For the second straight year, if “Best” weren’t limited to five, 32 Bar Blues would be one of the golden choices. The combination of tight copy strengthened with specifics and speckled with humor, all in a single paragraph, is unique. This column doesn’t have room for much, but just check out these clever product headings:
STONE TO THE BONE
HERE COMES DE HONEY MAN
So why isn’t it in the top five? It’s a clever one-string fiddle, sometimes over the top. Cleverness can bite.
The total description of tee shirts, headed by “THE EASY WINNERS”:
Greater tone, greatest feel. Velvet washed cotton jersey. Softness and patina like old truck paint. Short sleeves. Rib V-neck. None better. Made in the USA. Copper or Chambray. Sizes: M-XXL.
How many skimmers stop cold at “old truck paint”?
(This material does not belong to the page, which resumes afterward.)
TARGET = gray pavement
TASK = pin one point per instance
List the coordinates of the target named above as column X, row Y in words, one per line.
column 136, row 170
Next: Northwest Wild Foods has photographs so appetizing-looking they generate instant desire. But for our purposes, the photos are ancillaries. Basic appeal comes from the copy. This example indicates how close the persuasion can be, for “Fresh Frozen Marionberries”: “A plump and juicy blackberry, marionberries have less seeds than traditional blackberries, but an intense flavor making an excellent choice for pies, jams, smoothies and more.” OK, guys, clean up your grammar and add some relevant specifics and maybe we can move up to a higher level.
Next: Choxi may be an advance look into the future of online catalogs. (The company formerly was named Nomorerack.) On the screen are eight or nine unrelated items, each one represented by original price, discount price, and one or two lines of descriptive copy. The copywriter is merely a housekeeper, but the importance of quick scanning becomes apparent when scrolling down, page after page, with as possible total of a hundred or more discounted items. The idea of having to register for membership, tied to a flat $2 shipping charge, isn’t about to cause panic at Amazon, but the site is still relatively new … and loaded with apparent deals, clearly stated.